Army seeks an elastic cloud capability for enterprise-level content management

The Army’s Program Executive Office for Enterprise Information Systems (PEO EIS) has issued a Request for Information to provide the Army with a better understanding of industry capabilities, potential sources and best practices relevant to enterprise-level content management (ECM).

The Army’s Program Executive Office for Enterprise Information Systems (PEO EIS) has issued a Request for Information to provide the Army with a better understanding of industry capabilities, potential sources and best practices relevant to enterprise-level content management (ECM). The RFI comes specifically from PEO EIS’ Project Director of Enterprise Services.

The service is also looking for industry to aid the government in determining out-of-box suitability for integration with existing and planned DOD enterprise services, DOD public key infrastructure, Enterprise Application and Services Forest, other identity and access management, and security event and incident management program capabilities.

The results of this RFI will be shared with other agencies such as DISA to be possibly used for their potential DOD-wide cloud-based enterprise service approach.

“Responses to this RFI will assist the Army in determining if sources exist that are capable of satisfying the Army’s ECM requirements with specific interest in affordability, agility, global reach, reliability, interoperability, and security,” states the RFI.

“The Army desires to learn about ECM solutions that enable large enterprises similar to the Army to create: a central repository for all types of data (i.e., e-mail, file shares, photos, video, digital meeting records, etc.); provide integration points for information and data across applications, collaboration tools, and office products; and enable data collection, discovery (including capabilities for electronic discovery), and information lifecycle management.”

More specifically, PEO EIS desires to learn about solutions (or set of solutions) that provide the following capabilities:

* Content Repository – highly scalable management over all forms of content/files.

* Document Management – support for end user document-centric requirements, which end users access via browser-based interfaces, including the ability to integrate with commercial off-the-shelf collaboration and office automation solutions.

* Business Process Management – workflow and case file application engine.

* Records Management – management of information in accordance with DoD 5015.2 record management requirements.

* Content Collectors for: file systems – ability to sweep content from file systems based on configuration rules; email systems – support for email archiving for performance, records and legal compliance, and enhanced collaboration; and commercial off-the-shelf collaboration solutions – ability to sweep content from COTS solutions based on configurable rules to support de-duplication, cross-domain sharing, and knowledge management.

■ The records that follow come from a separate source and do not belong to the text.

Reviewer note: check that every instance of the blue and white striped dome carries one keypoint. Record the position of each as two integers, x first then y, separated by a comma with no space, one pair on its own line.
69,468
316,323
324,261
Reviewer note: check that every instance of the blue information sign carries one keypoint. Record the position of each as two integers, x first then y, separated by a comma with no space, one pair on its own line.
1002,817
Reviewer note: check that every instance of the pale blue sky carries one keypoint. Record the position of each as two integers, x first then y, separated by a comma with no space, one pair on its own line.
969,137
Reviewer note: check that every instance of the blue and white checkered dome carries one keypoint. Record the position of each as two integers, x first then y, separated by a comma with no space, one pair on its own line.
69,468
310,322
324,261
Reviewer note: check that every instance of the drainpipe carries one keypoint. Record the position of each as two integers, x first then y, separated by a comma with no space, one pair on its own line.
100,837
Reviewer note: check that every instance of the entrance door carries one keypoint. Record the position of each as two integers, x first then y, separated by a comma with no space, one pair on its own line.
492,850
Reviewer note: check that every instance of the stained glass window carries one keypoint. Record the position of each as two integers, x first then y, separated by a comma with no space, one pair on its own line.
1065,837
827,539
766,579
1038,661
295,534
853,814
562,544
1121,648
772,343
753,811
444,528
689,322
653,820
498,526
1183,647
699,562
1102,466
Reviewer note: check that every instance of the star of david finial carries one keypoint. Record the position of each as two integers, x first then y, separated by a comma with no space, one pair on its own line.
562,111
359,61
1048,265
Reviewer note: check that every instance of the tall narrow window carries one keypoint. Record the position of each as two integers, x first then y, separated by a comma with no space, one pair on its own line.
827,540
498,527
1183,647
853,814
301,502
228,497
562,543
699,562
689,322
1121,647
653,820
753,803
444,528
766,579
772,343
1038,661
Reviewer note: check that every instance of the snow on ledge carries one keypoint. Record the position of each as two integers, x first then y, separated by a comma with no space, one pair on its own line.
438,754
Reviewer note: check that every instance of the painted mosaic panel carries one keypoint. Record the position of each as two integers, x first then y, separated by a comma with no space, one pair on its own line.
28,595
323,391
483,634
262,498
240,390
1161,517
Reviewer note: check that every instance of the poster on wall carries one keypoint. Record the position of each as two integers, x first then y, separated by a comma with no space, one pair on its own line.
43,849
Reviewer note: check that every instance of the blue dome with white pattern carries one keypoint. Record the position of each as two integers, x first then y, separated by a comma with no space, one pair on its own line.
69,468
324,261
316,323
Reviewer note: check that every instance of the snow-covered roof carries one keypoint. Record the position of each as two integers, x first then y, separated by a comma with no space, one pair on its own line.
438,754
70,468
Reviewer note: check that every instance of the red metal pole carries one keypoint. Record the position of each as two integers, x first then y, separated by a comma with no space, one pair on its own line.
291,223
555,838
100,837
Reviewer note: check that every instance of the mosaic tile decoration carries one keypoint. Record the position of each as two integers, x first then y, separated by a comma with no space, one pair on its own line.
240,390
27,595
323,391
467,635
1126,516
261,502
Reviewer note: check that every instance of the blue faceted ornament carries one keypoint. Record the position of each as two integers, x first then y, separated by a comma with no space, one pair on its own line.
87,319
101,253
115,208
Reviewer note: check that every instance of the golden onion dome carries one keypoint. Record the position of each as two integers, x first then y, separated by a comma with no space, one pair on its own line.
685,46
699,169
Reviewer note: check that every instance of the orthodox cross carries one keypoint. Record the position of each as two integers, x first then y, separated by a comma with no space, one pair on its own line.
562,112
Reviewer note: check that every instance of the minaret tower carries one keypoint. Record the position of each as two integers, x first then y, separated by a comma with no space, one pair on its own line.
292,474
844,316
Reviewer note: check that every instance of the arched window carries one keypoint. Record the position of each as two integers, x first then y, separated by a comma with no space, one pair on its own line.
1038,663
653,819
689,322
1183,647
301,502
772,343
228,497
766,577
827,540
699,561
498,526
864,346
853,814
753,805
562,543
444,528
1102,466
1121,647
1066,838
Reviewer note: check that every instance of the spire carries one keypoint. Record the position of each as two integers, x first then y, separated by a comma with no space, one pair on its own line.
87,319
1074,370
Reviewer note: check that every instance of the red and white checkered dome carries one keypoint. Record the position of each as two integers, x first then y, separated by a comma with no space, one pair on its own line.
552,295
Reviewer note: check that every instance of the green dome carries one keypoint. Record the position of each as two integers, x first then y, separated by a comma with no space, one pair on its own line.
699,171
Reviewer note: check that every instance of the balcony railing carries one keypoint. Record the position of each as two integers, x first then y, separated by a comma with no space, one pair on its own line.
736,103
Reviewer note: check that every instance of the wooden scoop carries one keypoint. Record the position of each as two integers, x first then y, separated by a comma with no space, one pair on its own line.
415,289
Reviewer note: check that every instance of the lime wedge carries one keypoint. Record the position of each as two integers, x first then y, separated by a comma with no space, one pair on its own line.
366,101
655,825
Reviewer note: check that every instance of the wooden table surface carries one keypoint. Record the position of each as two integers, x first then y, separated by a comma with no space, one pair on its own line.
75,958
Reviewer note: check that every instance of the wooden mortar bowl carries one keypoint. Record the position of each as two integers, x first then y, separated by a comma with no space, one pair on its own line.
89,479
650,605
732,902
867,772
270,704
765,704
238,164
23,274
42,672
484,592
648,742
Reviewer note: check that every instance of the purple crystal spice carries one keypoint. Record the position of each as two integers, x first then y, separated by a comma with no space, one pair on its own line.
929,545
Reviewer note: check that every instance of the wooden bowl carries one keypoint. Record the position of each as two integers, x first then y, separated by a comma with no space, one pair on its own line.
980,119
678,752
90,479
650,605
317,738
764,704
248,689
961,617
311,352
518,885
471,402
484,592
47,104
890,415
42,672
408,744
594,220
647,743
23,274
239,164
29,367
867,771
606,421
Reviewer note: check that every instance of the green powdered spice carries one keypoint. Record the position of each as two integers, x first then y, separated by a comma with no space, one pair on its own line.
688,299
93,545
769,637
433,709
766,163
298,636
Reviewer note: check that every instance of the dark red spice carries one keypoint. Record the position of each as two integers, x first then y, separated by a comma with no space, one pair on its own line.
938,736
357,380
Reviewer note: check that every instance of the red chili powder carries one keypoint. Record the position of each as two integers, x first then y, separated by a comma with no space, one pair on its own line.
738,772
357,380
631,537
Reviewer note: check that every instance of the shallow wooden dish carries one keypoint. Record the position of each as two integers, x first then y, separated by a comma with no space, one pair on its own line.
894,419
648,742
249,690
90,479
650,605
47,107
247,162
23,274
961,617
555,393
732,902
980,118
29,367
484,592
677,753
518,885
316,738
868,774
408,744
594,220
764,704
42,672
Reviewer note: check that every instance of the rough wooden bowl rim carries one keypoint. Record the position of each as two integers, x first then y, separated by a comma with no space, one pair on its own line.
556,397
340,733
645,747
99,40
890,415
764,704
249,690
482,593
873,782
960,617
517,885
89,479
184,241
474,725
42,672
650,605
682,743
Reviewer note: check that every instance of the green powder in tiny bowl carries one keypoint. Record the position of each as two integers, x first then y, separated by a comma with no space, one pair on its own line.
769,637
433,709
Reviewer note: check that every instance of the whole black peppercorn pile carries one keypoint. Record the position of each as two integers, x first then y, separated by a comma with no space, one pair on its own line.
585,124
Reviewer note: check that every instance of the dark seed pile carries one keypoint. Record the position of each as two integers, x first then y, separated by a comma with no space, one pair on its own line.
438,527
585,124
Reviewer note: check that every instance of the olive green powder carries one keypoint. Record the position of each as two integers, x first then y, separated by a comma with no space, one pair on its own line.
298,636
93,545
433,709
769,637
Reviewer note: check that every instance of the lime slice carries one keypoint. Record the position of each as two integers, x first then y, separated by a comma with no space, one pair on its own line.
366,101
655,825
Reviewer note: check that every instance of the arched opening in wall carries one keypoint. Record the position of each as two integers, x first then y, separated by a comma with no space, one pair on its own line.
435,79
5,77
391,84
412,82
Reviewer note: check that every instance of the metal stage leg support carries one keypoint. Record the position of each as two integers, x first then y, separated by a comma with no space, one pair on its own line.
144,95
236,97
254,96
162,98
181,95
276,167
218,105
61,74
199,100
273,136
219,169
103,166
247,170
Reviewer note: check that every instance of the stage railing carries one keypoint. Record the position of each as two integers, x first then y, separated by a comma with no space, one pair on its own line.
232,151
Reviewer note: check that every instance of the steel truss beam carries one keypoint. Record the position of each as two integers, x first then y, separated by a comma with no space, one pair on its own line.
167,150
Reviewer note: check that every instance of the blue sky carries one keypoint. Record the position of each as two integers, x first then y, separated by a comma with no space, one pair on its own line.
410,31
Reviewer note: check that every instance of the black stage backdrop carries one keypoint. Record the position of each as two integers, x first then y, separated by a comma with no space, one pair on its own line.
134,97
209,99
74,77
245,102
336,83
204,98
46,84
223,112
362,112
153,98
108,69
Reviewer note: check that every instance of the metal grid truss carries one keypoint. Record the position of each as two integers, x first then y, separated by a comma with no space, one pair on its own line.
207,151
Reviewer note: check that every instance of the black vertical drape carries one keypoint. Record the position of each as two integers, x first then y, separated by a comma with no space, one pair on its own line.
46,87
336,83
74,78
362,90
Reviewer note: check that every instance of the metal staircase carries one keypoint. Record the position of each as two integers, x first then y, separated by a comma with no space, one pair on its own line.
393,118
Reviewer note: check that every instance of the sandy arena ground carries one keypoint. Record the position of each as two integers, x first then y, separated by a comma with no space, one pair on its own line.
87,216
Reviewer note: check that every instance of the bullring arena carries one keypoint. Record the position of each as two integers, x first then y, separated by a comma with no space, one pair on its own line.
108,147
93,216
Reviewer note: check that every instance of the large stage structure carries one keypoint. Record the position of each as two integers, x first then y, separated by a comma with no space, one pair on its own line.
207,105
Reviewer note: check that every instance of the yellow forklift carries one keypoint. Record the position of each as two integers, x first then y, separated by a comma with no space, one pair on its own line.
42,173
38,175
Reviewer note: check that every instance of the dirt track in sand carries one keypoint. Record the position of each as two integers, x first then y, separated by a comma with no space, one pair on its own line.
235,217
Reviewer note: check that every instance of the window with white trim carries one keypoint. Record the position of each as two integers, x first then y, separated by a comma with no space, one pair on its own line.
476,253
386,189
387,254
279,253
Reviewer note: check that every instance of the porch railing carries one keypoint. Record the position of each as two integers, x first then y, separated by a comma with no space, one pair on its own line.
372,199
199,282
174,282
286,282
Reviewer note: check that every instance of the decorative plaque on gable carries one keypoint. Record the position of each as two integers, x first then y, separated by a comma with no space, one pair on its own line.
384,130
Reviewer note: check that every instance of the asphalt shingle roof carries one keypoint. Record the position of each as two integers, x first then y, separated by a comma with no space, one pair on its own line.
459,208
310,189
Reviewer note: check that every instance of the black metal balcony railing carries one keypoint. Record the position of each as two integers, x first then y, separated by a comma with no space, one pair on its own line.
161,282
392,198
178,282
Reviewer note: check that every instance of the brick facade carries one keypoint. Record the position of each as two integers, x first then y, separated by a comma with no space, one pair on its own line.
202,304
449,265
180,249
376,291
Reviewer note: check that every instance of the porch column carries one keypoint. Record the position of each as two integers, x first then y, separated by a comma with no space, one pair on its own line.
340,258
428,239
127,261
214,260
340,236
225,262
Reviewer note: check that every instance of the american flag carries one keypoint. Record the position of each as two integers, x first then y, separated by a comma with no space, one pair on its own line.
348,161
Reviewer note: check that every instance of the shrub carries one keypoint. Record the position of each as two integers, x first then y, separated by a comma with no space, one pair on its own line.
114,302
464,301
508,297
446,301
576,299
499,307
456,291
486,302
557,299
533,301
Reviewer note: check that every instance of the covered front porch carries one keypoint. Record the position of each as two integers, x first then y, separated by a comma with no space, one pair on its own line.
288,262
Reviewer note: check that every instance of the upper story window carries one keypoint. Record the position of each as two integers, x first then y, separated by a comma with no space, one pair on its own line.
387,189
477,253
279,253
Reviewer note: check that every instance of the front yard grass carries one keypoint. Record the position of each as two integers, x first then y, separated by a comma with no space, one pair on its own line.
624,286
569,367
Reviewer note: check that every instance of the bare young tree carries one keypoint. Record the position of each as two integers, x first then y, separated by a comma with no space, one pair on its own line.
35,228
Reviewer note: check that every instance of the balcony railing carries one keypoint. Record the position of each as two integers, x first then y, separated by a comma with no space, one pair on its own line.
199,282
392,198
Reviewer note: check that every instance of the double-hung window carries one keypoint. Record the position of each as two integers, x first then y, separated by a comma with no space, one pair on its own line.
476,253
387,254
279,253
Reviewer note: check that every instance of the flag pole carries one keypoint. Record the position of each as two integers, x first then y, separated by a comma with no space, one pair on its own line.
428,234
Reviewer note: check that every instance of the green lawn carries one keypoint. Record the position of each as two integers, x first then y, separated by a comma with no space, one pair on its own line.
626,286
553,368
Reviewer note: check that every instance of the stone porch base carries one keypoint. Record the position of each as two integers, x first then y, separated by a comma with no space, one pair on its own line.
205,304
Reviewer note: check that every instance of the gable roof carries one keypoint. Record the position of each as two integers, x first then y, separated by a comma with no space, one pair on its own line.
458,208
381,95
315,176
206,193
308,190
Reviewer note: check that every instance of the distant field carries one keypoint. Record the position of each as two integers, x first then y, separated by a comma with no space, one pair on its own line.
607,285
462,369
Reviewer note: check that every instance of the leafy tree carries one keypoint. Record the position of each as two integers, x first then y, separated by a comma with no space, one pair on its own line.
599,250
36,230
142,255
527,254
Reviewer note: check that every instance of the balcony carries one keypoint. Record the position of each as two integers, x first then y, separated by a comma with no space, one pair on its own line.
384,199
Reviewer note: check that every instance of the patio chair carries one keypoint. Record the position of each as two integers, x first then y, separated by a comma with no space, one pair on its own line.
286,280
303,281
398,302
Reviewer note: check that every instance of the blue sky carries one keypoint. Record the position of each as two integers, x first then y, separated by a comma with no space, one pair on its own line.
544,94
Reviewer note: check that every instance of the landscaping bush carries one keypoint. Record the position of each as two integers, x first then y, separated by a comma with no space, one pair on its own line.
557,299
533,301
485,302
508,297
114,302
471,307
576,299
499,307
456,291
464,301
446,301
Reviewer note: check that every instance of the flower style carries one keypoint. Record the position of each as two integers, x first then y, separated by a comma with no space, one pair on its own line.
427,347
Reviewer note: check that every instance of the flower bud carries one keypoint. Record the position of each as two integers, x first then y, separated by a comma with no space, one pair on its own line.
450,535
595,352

* Content Auto-Categorization – automated metadata tagging of content to support records classification, improved search, and the triggering of business processes.

* Search – both full text and metadata-based search across all content, with support for granular security based on user roles and groups.

The Army’s requirements for ECM cover up to 1.6 million users spread across various geographical and network boundaries and domains. The Army is seeking a cloud-focused capability that is elastic and can dynamically scale up and down to support surge demand and affordability. Additionally, the capability should be able to support multiple environments such as coalition and interagency.